JFS Executive Director Julie Gilbert said the consolidation would be beneficial for their clients.
“I think for our staff because there is overlap between some of our clients it would be beneficial for their ability to communicate with one another and build relationships internally to better serve our clients,” Gilbert said. “I also feel that in order to eliminate our consumers from having to go to different locations to get served would be a benefit.”
Commissioner Cindy Carpenter said she was very glad to see the social service consolidation idea because there has always been an issue having OhioMeansJobs located in Fairfield.
“We know that OhioMeansJobs identifies its biggest weakness being too far away from the people that need the services,” Carpenter said. “They actually say that’s they’re biggest weakness, they call it a barrier to users who need their services.”
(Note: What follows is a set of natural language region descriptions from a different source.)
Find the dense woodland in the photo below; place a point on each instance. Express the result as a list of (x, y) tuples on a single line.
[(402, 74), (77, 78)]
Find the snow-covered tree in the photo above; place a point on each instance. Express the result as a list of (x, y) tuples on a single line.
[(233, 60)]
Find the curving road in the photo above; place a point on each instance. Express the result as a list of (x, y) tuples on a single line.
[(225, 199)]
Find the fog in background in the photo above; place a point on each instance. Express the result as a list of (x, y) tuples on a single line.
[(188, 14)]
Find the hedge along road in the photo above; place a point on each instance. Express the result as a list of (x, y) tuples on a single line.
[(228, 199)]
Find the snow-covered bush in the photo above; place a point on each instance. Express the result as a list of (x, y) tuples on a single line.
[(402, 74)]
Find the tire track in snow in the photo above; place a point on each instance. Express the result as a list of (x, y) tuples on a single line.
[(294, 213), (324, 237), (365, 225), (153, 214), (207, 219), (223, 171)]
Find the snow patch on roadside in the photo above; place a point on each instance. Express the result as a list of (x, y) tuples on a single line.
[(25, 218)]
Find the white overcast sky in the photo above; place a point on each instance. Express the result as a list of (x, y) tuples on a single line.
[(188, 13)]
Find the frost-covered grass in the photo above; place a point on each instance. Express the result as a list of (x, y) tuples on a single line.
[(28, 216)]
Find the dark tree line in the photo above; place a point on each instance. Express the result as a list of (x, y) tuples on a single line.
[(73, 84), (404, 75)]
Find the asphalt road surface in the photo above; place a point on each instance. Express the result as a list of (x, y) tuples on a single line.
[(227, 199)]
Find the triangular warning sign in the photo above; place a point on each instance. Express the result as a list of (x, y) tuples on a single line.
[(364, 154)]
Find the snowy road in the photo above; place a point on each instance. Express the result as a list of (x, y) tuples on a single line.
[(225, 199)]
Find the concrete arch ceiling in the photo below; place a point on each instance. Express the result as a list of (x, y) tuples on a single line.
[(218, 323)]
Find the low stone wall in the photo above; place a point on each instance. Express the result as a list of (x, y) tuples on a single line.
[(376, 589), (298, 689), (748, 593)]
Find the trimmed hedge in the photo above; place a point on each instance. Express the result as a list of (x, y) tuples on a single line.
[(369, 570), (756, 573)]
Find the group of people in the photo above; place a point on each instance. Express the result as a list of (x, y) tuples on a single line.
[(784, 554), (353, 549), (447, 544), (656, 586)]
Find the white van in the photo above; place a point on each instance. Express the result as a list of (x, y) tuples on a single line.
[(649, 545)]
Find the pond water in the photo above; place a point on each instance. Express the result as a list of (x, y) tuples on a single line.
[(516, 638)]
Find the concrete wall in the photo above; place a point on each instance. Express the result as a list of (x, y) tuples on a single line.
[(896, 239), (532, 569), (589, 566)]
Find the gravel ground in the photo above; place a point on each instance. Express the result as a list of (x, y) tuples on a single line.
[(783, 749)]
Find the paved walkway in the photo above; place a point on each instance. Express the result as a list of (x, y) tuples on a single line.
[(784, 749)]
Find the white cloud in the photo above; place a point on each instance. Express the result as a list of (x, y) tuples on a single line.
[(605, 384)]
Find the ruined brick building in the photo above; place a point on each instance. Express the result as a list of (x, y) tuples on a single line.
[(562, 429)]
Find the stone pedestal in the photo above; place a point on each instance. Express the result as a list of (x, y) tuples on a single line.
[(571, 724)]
The commissioners have earmarked a $15 million capital reserve fund to address this study. They have already voiced support for two of the projects recommended in the study, which is to consolidate Coroner Dr. Lisa Mannix’s operations — she has offices in the GSC and leases space for the morgue. The sheriff also needs to expand dispatch services. They won’t have cost estimates for those until they hire an architect.
County Administrator Judi Boyko said the commissioners’ next task is to prioritize the rest of the recommendations.
“Over the next several weeks and months I’d like to have commissioners more specifically direct or authorize that those are projects they want to commence in 2023, those two,” Boyko said. “And what other priorities do they find from the CBRE study that they would want to start to review more specifically about the reality of them becoming a project?”